MUMBAI (Reuters) – The Indian rupee saw its worst week in seven on Friday, while the benchmark 10-year yield closed at its lowest in more than two weeks as concerns over a COVID variant spooked markets across the globe.
Shares and currencies in Asia’s emerging markets fell sharply as investors fled riskier assets after the detection of the significant mutation, which in-turn strengthened safe-haven assets such as the dollar.
The partially convertible rupee ended at 74.87 per dollar compared to its close of 74.51. It touched a low of 74.9250 earlier, its lowest since Nov. 1. On the week, the unit fell 0.9%, its biggest weekly loss since the week to Oct. 8, snapping five straight week of gains.
The benchmark 10-year bond yield ended at 6.33%, its lowest close since Nov. 9 and down 4 basis points on day.
“Buying being seen in bonds is largely on account of the new variant today. The market now expects the RBI to be dovish due to the uncertainty,” said Murthy Nagarajan, head of fixed income at Tata Asset Management.
“Some people are also toying with the idea that they may not even hike the reverse repo rate”.
Indian shares sank nearly 3% in response to fears the new variant could wreak more economic damage. [.BO]
The Reserve Bank of India is due to announce its monetary policy committee’s decision after a three-day meeting on Dec. 8 and a large section of the market has been expecting them to start raising the reserve repo rate to try to normalise the policy rate corridor to pre-pandemic levels.
The central bank has already started conducting variable rate reverse repo auctions of slightly longer tenors to temporarily absorb the massive liquidity surplus in the banking system but has shied away from announcing any more permanent measures so far.
Traders expect the 10-year bond yield to trade in a 6.25% to 6.40% range until the policy decision, while the rupee is expected to largely track domestic shares and dollar moves for direction.
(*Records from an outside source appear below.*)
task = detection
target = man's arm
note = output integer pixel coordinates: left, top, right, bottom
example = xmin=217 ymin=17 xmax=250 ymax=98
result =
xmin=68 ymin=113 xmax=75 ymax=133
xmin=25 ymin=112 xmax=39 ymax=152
It is broadly expected to hold between 74.25 to 75 per dollar range over the next two weeks.
Moves in global crude oil prices will also be closely monitored as they have a large impact on India’s import bill, with the country importing more than three-fourths of its oil requirements.
Oil prices fell more than 5% to a two-month low as the new added to expectations a supply surplus could swell in the first quarter.